I don't think prompts will ever work with NX-API due to the very nature of HTTP. Have you tried doing the same thing via the NX-API sandbox? Does it work there?

colinet commented 11 months ago

@colinet Just for my understanding, which connection type are you using to run the original task with the prompt and answer?

I'am using API connexion type. For the above playbook, I have: san_CRUD_switch_fabric_api: ansible.netcommon.httpapi

I don't think prompts will ever work with NX-API due to the very nature of HTTP. Have you tried doing the same thing via the NX-API sandbox? Does it work there?

I'am fine with '- terminal dont-ask' 1st command (and forget about prompt through NX-API). This is running on Fabric A. But the command fails on Fabric B with "VSAN 2014 is not active" despite this VSAN is active.

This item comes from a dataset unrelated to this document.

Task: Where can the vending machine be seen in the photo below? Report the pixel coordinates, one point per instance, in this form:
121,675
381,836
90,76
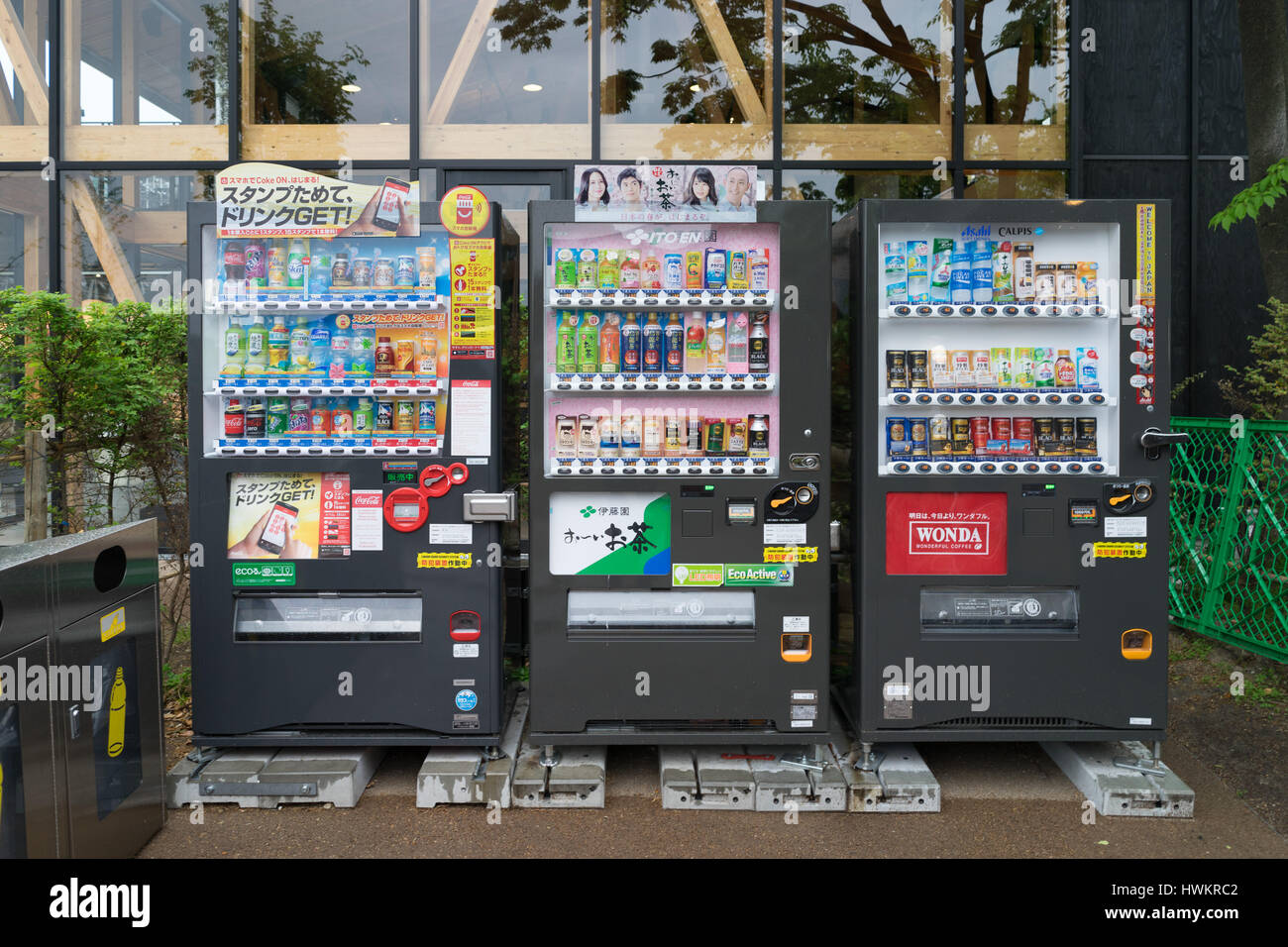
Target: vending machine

colinet commented 11 months ago

On fabric B where the error related to VSAN 2014 not being active, the state is :

mhxcissan001sas# show vsan 2014
vsan 2014 information
         name:VSAN2014  state:active
         interoperability mode:default
         loadbalancing:src-id/dst-id/oxid
         operational state:up

mhxcissan001sas#
srbharadwaj commented 11 months ago

@colinet does the accounting log on mhxcissan001sas show failure after running the playbook? (show accounting log | i clear) also what is the mhxcissan001sas switch version and model?